Strong Exports, Weak Imports Narrow US Trade Deficit

A 0.7 percent year-over-year decline of U.S imports in May and the second-best month ever for the exports of goods and services helped pull the U.S. trade deficit down 3.8 percent from April to $48.7 billion.

Exports of manufactured goods, particularly transportation equipment, have been key to driving down the trade deficit, according to the Commerce Department. Manufactured exports in the first five months of 2012 rose 9 percent year-over-year to $556.5 billion. The U.S. manufacturing might be slowing, however, as a key index of production shrank for the first time in June.

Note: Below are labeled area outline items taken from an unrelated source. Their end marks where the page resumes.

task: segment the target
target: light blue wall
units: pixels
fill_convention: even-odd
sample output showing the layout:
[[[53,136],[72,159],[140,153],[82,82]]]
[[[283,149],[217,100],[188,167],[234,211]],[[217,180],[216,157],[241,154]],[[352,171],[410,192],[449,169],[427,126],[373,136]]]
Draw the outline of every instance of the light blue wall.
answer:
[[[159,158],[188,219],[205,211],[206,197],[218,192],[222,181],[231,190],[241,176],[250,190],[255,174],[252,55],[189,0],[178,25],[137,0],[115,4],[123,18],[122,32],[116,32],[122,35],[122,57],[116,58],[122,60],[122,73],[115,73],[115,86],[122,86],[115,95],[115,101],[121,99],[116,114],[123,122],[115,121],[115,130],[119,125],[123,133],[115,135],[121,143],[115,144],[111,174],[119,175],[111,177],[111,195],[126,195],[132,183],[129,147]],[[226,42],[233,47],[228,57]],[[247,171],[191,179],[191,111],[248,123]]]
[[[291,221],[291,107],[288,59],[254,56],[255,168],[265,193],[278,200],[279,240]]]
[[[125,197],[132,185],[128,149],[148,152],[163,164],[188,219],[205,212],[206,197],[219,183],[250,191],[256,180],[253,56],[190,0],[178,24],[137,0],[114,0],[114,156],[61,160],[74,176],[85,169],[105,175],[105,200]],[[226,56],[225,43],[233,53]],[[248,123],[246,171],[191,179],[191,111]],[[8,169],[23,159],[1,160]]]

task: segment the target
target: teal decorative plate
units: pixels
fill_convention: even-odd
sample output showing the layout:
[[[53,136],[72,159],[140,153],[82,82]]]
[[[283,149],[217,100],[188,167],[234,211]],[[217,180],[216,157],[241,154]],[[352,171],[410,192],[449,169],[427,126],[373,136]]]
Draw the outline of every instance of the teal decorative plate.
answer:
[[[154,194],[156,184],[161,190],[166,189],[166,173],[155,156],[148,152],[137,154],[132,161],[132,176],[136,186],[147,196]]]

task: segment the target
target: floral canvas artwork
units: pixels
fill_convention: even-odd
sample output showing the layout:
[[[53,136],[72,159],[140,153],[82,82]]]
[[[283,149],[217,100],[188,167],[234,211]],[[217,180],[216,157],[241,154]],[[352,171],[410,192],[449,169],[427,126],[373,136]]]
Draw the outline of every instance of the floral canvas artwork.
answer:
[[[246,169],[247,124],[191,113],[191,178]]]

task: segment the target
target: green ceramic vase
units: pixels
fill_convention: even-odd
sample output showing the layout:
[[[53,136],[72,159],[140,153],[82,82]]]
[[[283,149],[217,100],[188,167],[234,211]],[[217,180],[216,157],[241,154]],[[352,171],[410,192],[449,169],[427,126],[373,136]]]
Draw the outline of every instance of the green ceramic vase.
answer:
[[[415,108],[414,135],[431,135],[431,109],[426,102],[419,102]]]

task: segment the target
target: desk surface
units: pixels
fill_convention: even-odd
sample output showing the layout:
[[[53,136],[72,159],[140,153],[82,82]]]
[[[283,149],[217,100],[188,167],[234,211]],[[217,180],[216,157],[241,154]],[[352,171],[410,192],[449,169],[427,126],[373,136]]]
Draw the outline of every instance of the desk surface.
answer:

“U.S. exports posted their second-highest level on record in May despite some tough economic conditions abroad, confirming the progress we are making on the path to achieving the president’s goal of doubling exports by the end of 2014,” Acting Commerce Secretary Rebecca Blank said. “We are on track toward exceeding last year’s export total of $2.1 trillion, which supported 9.7 million jobs."

Transportation equipment, including aerospace products, motor vehicles and railroad rolling stock, accounted for $218 billion of U.S. exports in 2011, the largest category of merchandise exports. Nearly half of all transportation equipment exports were shipped to U.S. trade agreement partners.

The lower average price for imported crude oil also aided in lowering the trade deficit, as oil fetched on average $107.91 a barrel in May, a $2.04 decrease from the average price in April.